The policies are based on an Episcopal Church model, and the newest local versions are meant to create a culture of vigilance and awareness about misconduct prevention, Rowe said.

He said such abuse is something that local Episcopalians can't ignore, and they have a better understanding than some of why such preventive efforts are important.

"With our own experience, it is very real and personal to us," Rowe said.

He had announced in 2010 that a former bishop was accused of sexually abusing young girls several decades ago.

The claims of abuse against the Rev. Donald Davis were first made public in a letter from Rowe that was read in July 2010 in the diocese's churches. Rowe revealed that Davis, who led the diocese from 1974 to 1991, had sexually abused four girls around age 10 in the 1970s and 1980s. Davis died in 2007. Rowe said he heard of the abuse in March 2010 and made it public because it was the right thing to do.

Rowe apologized to the victims and asked others to contact him. He said later that year that he'd heard from a total of nine women -- seven who were sexually abused as girls and two who were harassed and intimidated as adults. Rowe said a few more have since come forward to say they were abused by Davis as children.

Revelation of the abuse came after work had already begun on the new guidelines, Rowe said. They were adopted in 2010 and, after congregations found some things to be unclear, received a final set of revisions in 2011. Rowe said churches are to implement the policies over the course of a year.

He said changes were made in how abuse is reported, including a new anonymous option.

"There are numerous ways to report suspected abuse," he said.

The policies also are now clear about who needs background checks and clearances, the bishop said. The policies require such screening for church personnel who regularly work with or around children or youth. The screening is slightly less stringent for personnel who occasionally work around children or youth. The definition of personnel includes clergy, paid employees and volunteers.

Files with results of criminal record checks, sexual offender registry checks, reference checks, driving record checks and other information must be kept on personnel. Downey said that for the cathedral, this means expanding record-keeping beyond staff to include volunteers who regularly work with young people and even those who might only help out once a year.

"We still have to pay attention to that because a predator, they would know to zero in on something like, 'Can you use some help with the Christmas pageant?' even if they don't do anything else," he said.

Until now, the cathedral had to have information on about 10 full- and part-time employees, Downey said. Now files will have to be kept for an additional 20 to 25 people, he said.

The cathedral pays the $20 for background checks on an individual, officials said.

Parishes are expected to handle most costs related to the policies, with some help available from the diocese, Rowe said.

All personnel, including lay volunteers, also must undergo training with a diocesan certified trainer and then take a refresher course every three years. The sessions, usually on a Saturday, cover topics like how to spot and report abuse and what is and isn't appropriate behavior.

A brief hug is OK, but a lengthy embrace is not, according to diocesan policy.

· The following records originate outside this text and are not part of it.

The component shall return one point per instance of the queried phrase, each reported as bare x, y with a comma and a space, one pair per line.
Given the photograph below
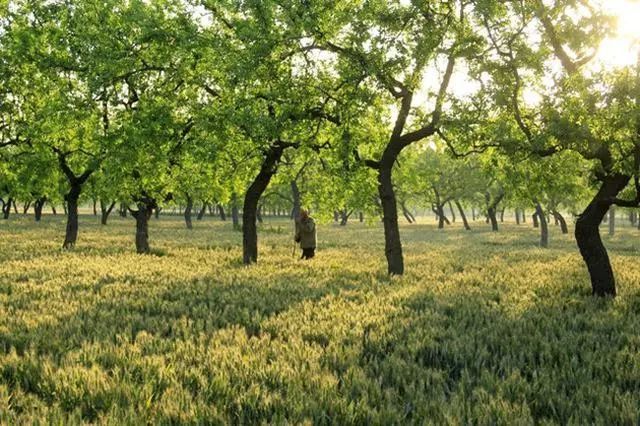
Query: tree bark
295, 192
453, 213
587, 234
6, 208
72, 198
561, 221
392, 244
187, 213
251, 199
37, 207
235, 215
202, 211
223, 216
142, 216
462, 215
544, 230
612, 221
405, 212
105, 211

Hands slapping in a high-five is appropriate, but touching a bottom isn't.

After reading over the policies, which discourage couches and love seats, cathedral officials decided to replace such furniture in the League Room with library chairs, Downey said.

"That was difficult for some people to see," he said.

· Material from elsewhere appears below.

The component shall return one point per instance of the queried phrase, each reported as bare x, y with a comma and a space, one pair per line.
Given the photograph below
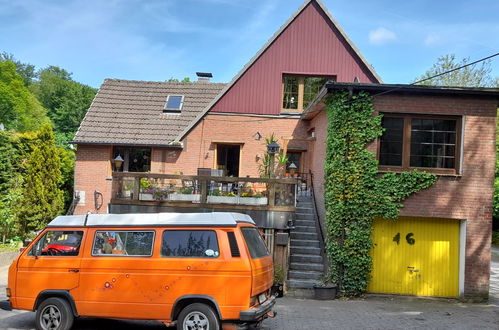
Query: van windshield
255, 243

They felt the church should have a formal parlor-type sitting room and didn't want it changed.

"But to be faithful to the policy and to show that we mean business we needed to do that," Downey said.

Cathedral staff also worked to ensure that 10 doors without windows had them before Christmas, he said.

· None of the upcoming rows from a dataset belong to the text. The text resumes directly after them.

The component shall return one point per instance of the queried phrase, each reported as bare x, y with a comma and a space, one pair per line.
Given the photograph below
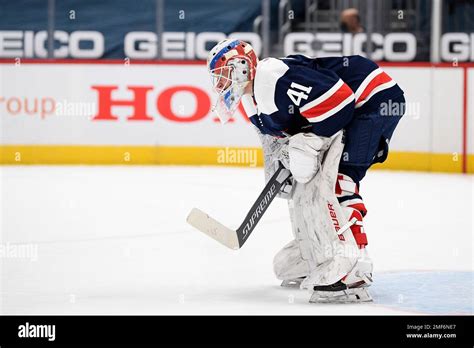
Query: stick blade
213, 228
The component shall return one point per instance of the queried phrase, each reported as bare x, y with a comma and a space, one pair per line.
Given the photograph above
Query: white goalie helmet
232, 65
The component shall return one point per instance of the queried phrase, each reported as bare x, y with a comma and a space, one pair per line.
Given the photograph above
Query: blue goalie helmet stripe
222, 52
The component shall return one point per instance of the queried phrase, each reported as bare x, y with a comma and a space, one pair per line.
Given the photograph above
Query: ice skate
292, 283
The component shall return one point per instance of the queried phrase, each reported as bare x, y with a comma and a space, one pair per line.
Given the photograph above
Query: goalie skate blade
356, 295
213, 228
292, 283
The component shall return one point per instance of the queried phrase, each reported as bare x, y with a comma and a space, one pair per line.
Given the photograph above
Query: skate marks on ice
425, 292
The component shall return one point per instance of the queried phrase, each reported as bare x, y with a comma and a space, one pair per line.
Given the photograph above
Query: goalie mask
232, 65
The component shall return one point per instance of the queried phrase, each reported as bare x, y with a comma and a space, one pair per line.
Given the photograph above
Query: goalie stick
235, 239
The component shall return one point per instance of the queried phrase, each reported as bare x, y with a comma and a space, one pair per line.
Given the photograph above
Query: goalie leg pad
322, 229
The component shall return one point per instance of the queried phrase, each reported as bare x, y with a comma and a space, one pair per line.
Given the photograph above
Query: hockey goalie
327, 120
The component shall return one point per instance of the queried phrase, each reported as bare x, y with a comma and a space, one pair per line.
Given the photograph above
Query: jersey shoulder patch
269, 71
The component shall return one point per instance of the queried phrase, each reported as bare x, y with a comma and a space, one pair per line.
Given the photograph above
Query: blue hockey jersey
320, 95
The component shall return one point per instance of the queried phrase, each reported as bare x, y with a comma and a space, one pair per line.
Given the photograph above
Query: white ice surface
113, 240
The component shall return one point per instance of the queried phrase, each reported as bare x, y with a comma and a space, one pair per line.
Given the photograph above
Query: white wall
433, 123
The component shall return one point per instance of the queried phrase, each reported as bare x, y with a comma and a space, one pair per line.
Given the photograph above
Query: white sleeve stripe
366, 82
374, 91
328, 94
333, 110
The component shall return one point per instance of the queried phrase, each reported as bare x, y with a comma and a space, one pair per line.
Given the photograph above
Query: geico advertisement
114, 104
189, 45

Diocesan policies state that windows should be unobstructed so space is "always available to casual monitoring" and said that "a sense of privacy can be maintained by arranging the furniture so that persons who have pastoral relationships are always visible but the parishioner or visitor does not feel exposed."

Downey said people might think such measures are going too far, but that's something that can be evaluated over time.

"I would not be one to say they're too extreme and we shouldn't do them," he said.

"The most important thing of all, more important than whether we have couches or windows or anything, is doing everything we can to make ... a safe place for kids and for other people who might be vulnerable, and it's worth being extreme to go to a place where we can learn and evaluate all that."

Downey said simply making people aware that the policies exist can help prevent abuse.

"I fully believe that folks who might be perpetrators or predators, if they smoke out that this is a congregation that's paying attention to this issue, they're less likely to come around," he said.

The policies can be viewed at parishes and on the website for the Episcopal Diocese of Northwestern Pennsylvania.